"You look at a tree this size, we probably have 10-12 apples on here. We should see 100-150 apples on here," Ryan Richardson said. Seventy-percent of the crop at County Line Orchard in Hobart, Ind., is gone. The victim of an early series of frosts, combined with the drought, conspired to shorten the growing season and force apples to drop in early summer instead of the fall.
Now this apple orchard is forced to buy its apples elsewhere.
"We've been able to source apples from other orchards in the Midwest. We just won't have that traditional apple picking like is typical," Ryan Richardson, County Line Orchard, said.
This year's apple crop is the worst this family farm has experienced since it opened in 1984. But they've braced themselves against bad crops by expanding their business to include tractors rides, a country store, and a corn maze made to look like Ron Santo.

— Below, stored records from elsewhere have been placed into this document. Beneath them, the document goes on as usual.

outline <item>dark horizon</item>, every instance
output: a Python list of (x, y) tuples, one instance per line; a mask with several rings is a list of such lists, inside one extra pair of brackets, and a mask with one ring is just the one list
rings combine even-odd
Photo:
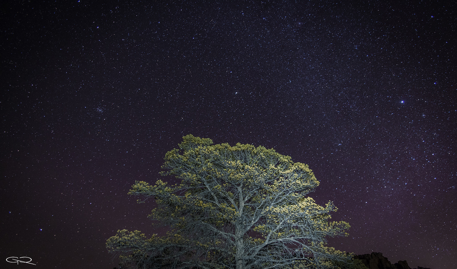
[(457, 267), (454, 4), (166, 2), (2, 4), (0, 267), (117, 266), (190, 133), (308, 164), (330, 246)]

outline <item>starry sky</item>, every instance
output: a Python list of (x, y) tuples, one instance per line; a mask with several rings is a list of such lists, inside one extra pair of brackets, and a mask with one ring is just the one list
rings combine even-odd
[(0, 8), (2, 268), (117, 266), (189, 133), (309, 164), (330, 246), (457, 267), (452, 1), (62, 2)]

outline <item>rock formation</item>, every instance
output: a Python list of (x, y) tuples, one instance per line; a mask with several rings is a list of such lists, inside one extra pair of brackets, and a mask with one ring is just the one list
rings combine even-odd
[[(373, 252), (371, 254), (356, 255), (354, 257), (360, 260), (366, 266), (370, 269), (411, 269), (406, 261), (399, 261), (392, 264), (387, 258), (383, 256), (382, 253)], [(430, 269), (418, 267), (416, 269)]]

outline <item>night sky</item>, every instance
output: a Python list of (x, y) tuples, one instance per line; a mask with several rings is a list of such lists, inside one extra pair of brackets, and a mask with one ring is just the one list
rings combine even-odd
[(7, 2), (0, 268), (117, 266), (117, 230), (163, 232), (127, 193), (189, 133), (309, 164), (331, 246), (457, 267), (452, 1)]

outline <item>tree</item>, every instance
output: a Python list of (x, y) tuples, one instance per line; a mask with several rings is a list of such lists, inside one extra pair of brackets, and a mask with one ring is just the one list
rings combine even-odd
[(262, 146), (183, 138), (160, 173), (181, 183), (136, 181), (129, 192), (145, 197), (139, 203), (154, 197), (149, 217), (170, 230), (149, 239), (118, 231), (106, 246), (124, 255), (124, 267), (298, 269), (348, 261), (326, 237), (347, 236), (350, 226), (329, 221), (337, 210), (331, 201), (321, 206), (307, 196), (319, 185), (307, 165)]

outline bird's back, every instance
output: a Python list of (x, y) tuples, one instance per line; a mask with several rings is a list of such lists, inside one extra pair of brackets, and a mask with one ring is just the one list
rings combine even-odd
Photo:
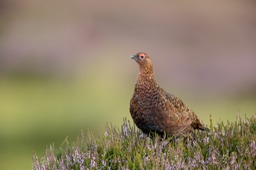
[(143, 58), (142, 61), (136, 58), (140, 73), (130, 101), (130, 113), (138, 128), (147, 134), (166, 133), (169, 136), (187, 134), (193, 129), (205, 130), (191, 109), (159, 87), (153, 76), (152, 63), (146, 59), (145, 62)]

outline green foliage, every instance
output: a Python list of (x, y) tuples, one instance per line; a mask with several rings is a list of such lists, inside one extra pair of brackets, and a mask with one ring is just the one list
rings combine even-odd
[(33, 169), (254, 169), (256, 115), (218, 123), (192, 137), (153, 139), (126, 119), (121, 128), (107, 125), (102, 136), (82, 132), (78, 139), (50, 146)]

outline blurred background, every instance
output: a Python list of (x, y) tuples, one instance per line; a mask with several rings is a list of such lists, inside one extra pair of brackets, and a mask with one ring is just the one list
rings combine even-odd
[(200, 119), (256, 112), (255, 1), (0, 1), (0, 169), (81, 129), (131, 120), (147, 52), (155, 76)]

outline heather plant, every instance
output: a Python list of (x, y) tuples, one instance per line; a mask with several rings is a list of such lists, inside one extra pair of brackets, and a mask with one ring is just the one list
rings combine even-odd
[(106, 126), (102, 136), (83, 133), (33, 157), (44, 169), (255, 169), (256, 115), (210, 124), (209, 132), (180, 138), (149, 138), (124, 119), (121, 128)]

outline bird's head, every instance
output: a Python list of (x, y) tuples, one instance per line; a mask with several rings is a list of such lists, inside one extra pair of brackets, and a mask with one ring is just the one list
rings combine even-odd
[(132, 55), (131, 59), (134, 59), (139, 64), (142, 74), (153, 74), (153, 64), (146, 53), (139, 52)]

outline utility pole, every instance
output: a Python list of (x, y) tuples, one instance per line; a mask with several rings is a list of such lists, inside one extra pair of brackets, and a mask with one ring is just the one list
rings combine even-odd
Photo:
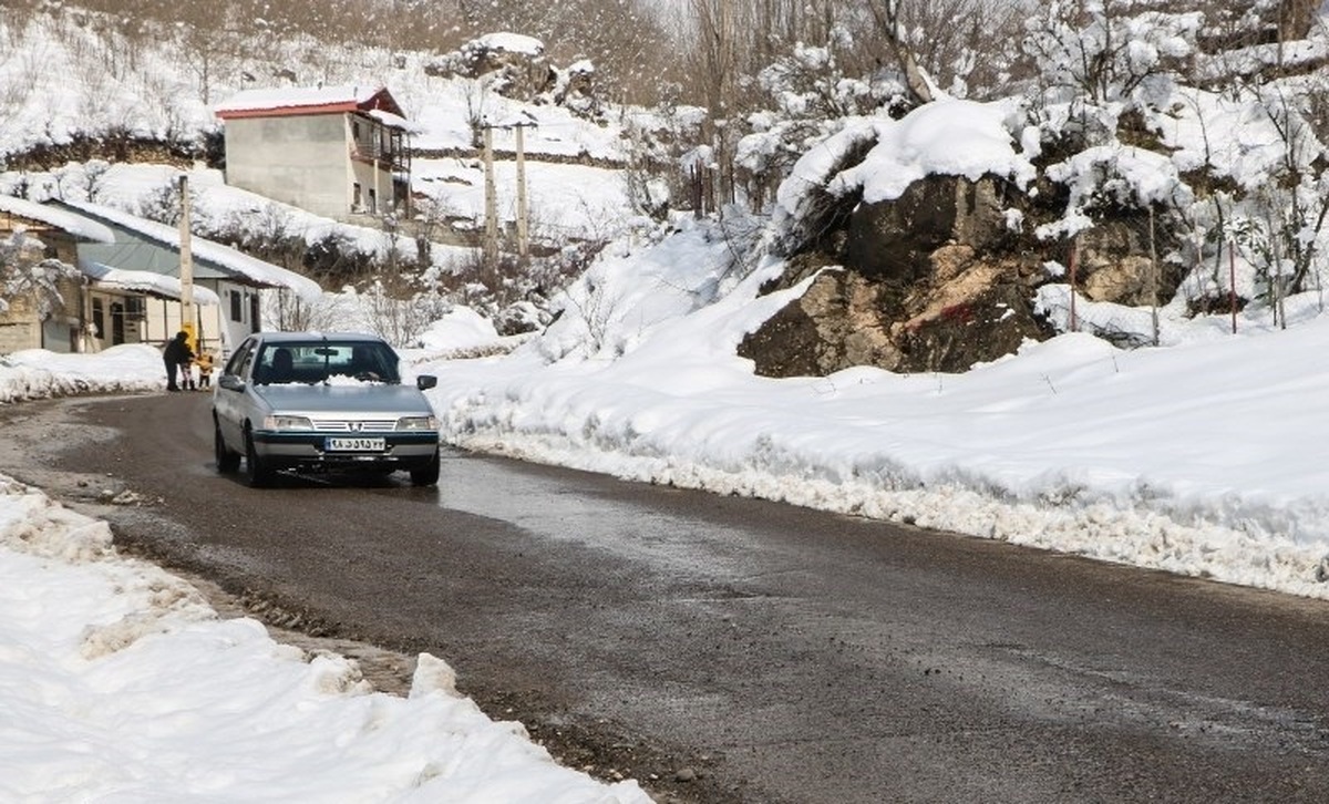
[(198, 353), (198, 328), (194, 326), (194, 255), (190, 251), (189, 177), (179, 177), (179, 328), (187, 334), (190, 351)]
[(517, 140), (517, 254), (525, 259), (530, 251), (526, 203), (526, 129), (536, 121), (522, 116), (514, 122), (502, 125), (484, 124), (485, 129), (485, 262), (494, 264), (498, 259), (498, 199), (494, 190), (494, 129), (516, 129)]

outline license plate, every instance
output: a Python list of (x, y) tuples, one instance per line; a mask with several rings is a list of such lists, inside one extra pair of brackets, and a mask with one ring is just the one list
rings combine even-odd
[(383, 439), (328, 439), (323, 449), (328, 452), (383, 452)]

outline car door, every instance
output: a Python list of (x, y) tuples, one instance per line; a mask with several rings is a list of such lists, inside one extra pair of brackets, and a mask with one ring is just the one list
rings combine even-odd
[(235, 350), (231, 359), (226, 361), (213, 391), (213, 411), (217, 413), (217, 425), (222, 429), (226, 444), (239, 452), (245, 448), (245, 391), (250, 381), (250, 371), (254, 363), (258, 340), (247, 339)]

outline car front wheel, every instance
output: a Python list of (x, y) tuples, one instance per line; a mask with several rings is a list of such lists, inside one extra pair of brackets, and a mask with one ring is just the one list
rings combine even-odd
[(254, 436), (245, 431), (245, 474), (255, 489), (272, 482), (272, 468), (267, 465), (254, 448)]
[(241, 468), (241, 453), (226, 445), (226, 440), (222, 439), (222, 427), (217, 423), (213, 423), (213, 448), (217, 454), (218, 472), (230, 474)]
[(413, 486), (432, 486), (439, 485), (439, 451), (433, 451), (433, 457), (429, 462), (419, 469), (411, 470), (411, 485)]

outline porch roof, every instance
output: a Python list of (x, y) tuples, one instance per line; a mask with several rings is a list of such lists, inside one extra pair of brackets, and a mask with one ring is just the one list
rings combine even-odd
[[(158, 299), (174, 300), (178, 300), (183, 292), (179, 279), (163, 274), (153, 274), (152, 271), (128, 271), (125, 268), (113, 268), (100, 262), (84, 260), (80, 260), (78, 270), (82, 271), (84, 276), (92, 279), (97, 287), (126, 290), (157, 296)], [(222, 299), (211, 290), (195, 284), (194, 303), (215, 306), (221, 304)]]

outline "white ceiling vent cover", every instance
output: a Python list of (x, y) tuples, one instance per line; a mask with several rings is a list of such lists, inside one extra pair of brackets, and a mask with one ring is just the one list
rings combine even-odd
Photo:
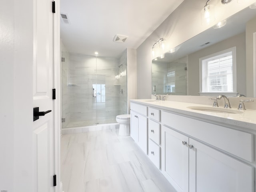
[(66, 24), (70, 24), (69, 21), (68, 20), (68, 16), (67, 15), (67, 14), (66, 13), (61, 13), (60, 16), (61, 17), (62, 21), (64, 23)]
[(114, 38), (113, 41), (114, 42), (118, 42), (119, 43), (124, 43), (128, 38), (128, 36), (122, 35), (116, 35)]

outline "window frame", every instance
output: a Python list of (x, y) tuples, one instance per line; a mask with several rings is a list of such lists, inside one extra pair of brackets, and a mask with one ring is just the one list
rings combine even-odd
[[(206, 61), (209, 59), (214, 59), (214, 58), (221, 55), (224, 55), (229, 52), (231, 52), (232, 54), (232, 74), (233, 78), (233, 91), (231, 92), (208, 92), (205, 91), (203, 87), (207, 86), (207, 82), (205, 82), (205, 75), (207, 74), (207, 69), (205, 67), (206, 64)], [(226, 96), (235, 96), (237, 92), (237, 80), (236, 80), (236, 47), (233, 47), (226, 49), (210, 55), (207, 55), (199, 58), (199, 74), (200, 74), (200, 96), (218, 96), (220, 94), (225, 94)]]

At Johnson's Produce Farm, the sweet corn crop is ready for harvest a month or two earlier than normal. Third generation farmer Steve Johnson says the sweet corn is as tasty as ever, but there's a lot less of it.
"We are definitely going to run out by the end of September. We have picked all the way through as late as October in the past but this year we'll be done at the end of September," Johnson said.
The latest stats show 60- to 70-percent of Illinois and Indiana are in drought conditions. But those who farm the land close to Lake Michigan say their crops have been helped by additional rain.
"We've been getting a lot of bottom of the lake stores that are helping, things like pumpkins which might not be irrigated," Johnson said.